More than 150 backers helped Dawn Otwell and Jacob Schumack open Donut Cooperative
Benjamin Carter Grimes
More than 150 backers helped Dawn Otwell and Jacob Schumack open Donut Cooperative

Location Info


The Donut Cooperative

2929 E. 25th St.
Minneapolis, MN 55406

Category: Restaurant > Bakery

Region: Seward/ Longfellow/ Minnehaha

What I learned from talking to the newbies and to successful Kickstarters is this: It's not about the money—at least not entirely.

Few things are guaranteed in the food business, but of this you can be sure: When the Bloomy's Roast Beef truck parks in downtown Minneapolis or St. Paul for the first time next April, there will be a line down the block. That's in part because owners Katie Johnson and Ryan Bloomstrom are hardworking dynamos.

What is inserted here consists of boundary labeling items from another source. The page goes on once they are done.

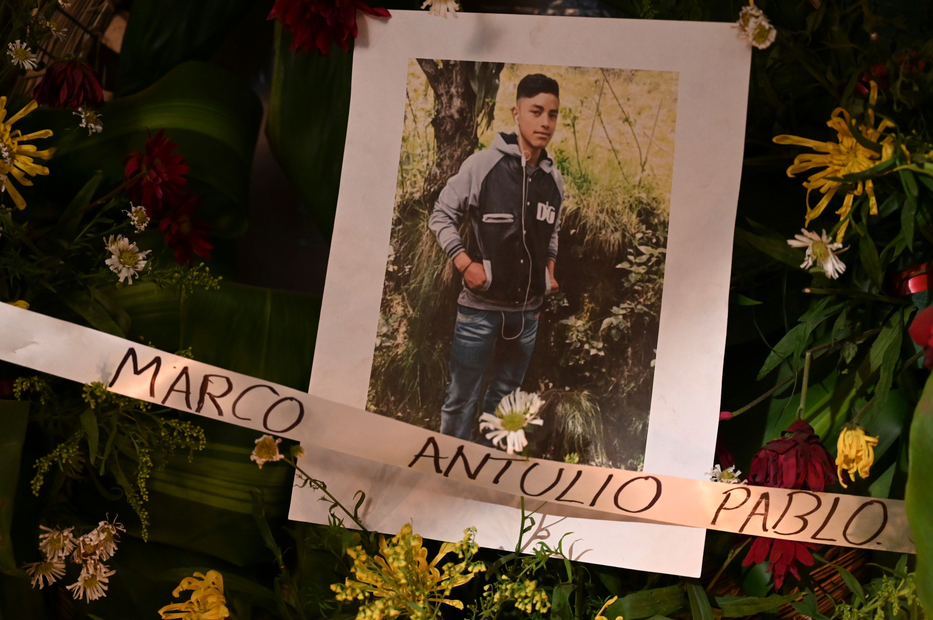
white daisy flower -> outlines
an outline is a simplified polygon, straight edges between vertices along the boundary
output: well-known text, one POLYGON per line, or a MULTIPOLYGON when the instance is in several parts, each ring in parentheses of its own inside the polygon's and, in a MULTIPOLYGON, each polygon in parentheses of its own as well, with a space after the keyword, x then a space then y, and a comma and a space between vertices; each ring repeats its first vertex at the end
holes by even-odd
POLYGON ((136 244, 131 243, 123 235, 117 235, 116 239, 110 235, 110 239, 104 239, 104 243, 113 255, 104 262, 119 276, 120 282, 126 279, 127 283, 132 284, 133 277, 138 278, 139 272, 146 267, 146 257, 152 250, 140 252, 136 244))
POLYGON ((68 589, 77 599, 83 598, 87 602, 97 600, 107 596, 107 584, 110 576, 116 572, 100 562, 88 562, 81 570, 77 581, 69 586, 68 589))
POLYGON ((101 122, 101 118, 104 117, 103 114, 98 114, 91 109, 85 109, 84 106, 77 108, 77 112, 72 112, 76 117, 81 117, 81 124, 78 127, 87 127, 88 135, 91 133, 100 133, 104 131, 104 123, 101 122))
POLYGON ((429 8, 428 12, 431 15, 437 15, 438 17, 447 18, 448 15, 453 15, 454 18, 457 16, 457 11, 460 10, 460 7, 457 5, 456 0, 425 0, 425 4, 421 6, 422 8, 429 8))
POLYGON ((64 576, 64 559, 61 558, 25 564, 22 568, 33 578, 33 587, 38 584, 40 590, 64 576))
POLYGON ((480 432, 489 431, 486 439, 508 454, 521 452, 528 445, 525 428, 530 424, 544 424, 537 417, 543 405, 544 401, 536 393, 516 390, 502 399, 494 414, 480 416, 480 432))
POLYGON ((739 12, 739 21, 734 27, 739 31, 740 39, 759 49, 770 47, 777 38, 777 29, 771 25, 761 9, 755 6, 745 7, 739 12))
POLYGON ((75 536, 71 530, 75 528, 47 528, 39 526, 39 530, 45 530, 46 533, 39 534, 39 551, 49 559, 59 559, 64 558, 75 548, 75 536))
POLYGON ((731 485, 737 485, 743 482, 742 472, 735 469, 735 465, 731 467, 727 467, 725 470, 720 468, 718 465, 714 465, 713 469, 706 472, 703 475, 708 475, 709 479, 713 482, 725 482, 731 485))
POLYGON ((249 460, 255 461, 259 469, 262 469, 262 465, 269 461, 272 462, 281 461, 285 458, 285 455, 279 452, 279 444, 281 443, 281 439, 276 439, 271 434, 262 435, 256 440, 256 448, 253 448, 253 453, 249 455, 249 460))
POLYGON ((7 46, 7 54, 9 56, 10 62, 23 69, 35 69, 35 65, 38 64, 35 54, 29 48, 29 46, 20 39, 7 46))
POLYGON ((59 41, 63 41, 64 37, 68 34, 68 29, 60 24, 55 20, 49 20, 46 21, 46 25, 49 26, 49 32, 52 36, 57 38, 59 41))
POLYGON ((151 221, 148 214, 146 213, 146 207, 143 205, 132 206, 132 202, 130 203, 130 211, 124 211, 130 217, 130 224, 136 228, 137 232, 143 232, 146 230, 146 225, 151 221))
POLYGON ((845 263, 837 255, 848 248, 843 248, 842 243, 831 243, 826 230, 822 235, 806 228, 801 228, 801 232, 803 234, 794 235, 793 239, 787 240, 787 245, 792 248, 807 249, 806 260, 801 263, 801 269, 808 269, 815 263, 830 280, 836 280, 845 272, 845 263))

But more importantly, it's because they have savvily used Kickstarter to build an enthusiastic customer base months before they make their first sandwich.

One morning in early November, Johnson opened her laptop and had to stifle a happy scream: Bloomy's Roast Beef had reached its goal of $10,000. Within 30 days, 56 backers pledged an average of nearly $200 each to get the food truck off the ground. Many have become devoted followers of "Bloomy's Blog," chronicling the venture. One even offered up his family's cherished coleslaw recipe for the cause. In exchange for their help, they'll all get some combination of free meals and Bloomy's gear to wear around town, and they'll be invited to a launch party where they'll get to sign the truck itself.

"And when they see that truck around town, they'll think, 'I'm a part of that,'" Johnson says. "Everybody has a desire to belong to something bigger than themselves. A lot of people don't find that in life. I think people enjoy seeing what they've helped us grow." And when customers feel like a part of your business, they just might start doing some of your marketing for you.

"Kickstarter is a brilliant tool to get people interested," Bloomstrom says. "They want to see you succeed, because they're involved. They'll put it on Facebook and shake the bushes for you."

WHEN THE DONUT COOPERATIVE opened in early November, it also had a ready horde of customers before the first doughnuts came out of the oil. More than 150 backers had pledged a total of $12,032, and they—and their friends—were all eager to get their hands on treats like sea-salt potato-chip doughnuts with butterscotch caramel sauce. In fact, the Kickstarter buzz is working almost too well: Lines out the door are still common, and demand often outstrips supply.

Head baker and menu designer Jacob Schumack says Kickstarter was a great way for the Donut Cooperative to test out a business idea before running with it.

"Without Kickstarter we wouldn't be here," Schumack says. And not just because of the capital the cooperative raised online. "Kickstarter helped us gauge whether people were willing to put their money where their mouth is. It gave us hope that people were really excited."

Backers got swag like buttons, T-shirts, free coffee, and free doughnuts. The 15 people who pledged $250 or more get to design a custom doughnut flavor that Schumack has to try to concoct. The lingonberry doughnut was easy (and delicious). But the chili dog doughnut is more challenging: "I've got the recipe to the point where it's palatable when it's hot, but it's not so great when it's cooled down."

But were people giving for the swag or out of the goodness of their hearts? Schumack says neither. "They weren't just being philanthropic," he says. "They really wanted to have doughnuts here. They were asking us to open."

LAST YEAR, Krista Leraas raised $8,200 for Backyard Harvest, an urban farming project of the Permaculture Research Institute. She turned to Kickstarter again this year when she and business partner Dina Kountoupes wanted to add a social justice component to their new farming venture, Harvest Moon Backyard Farmers.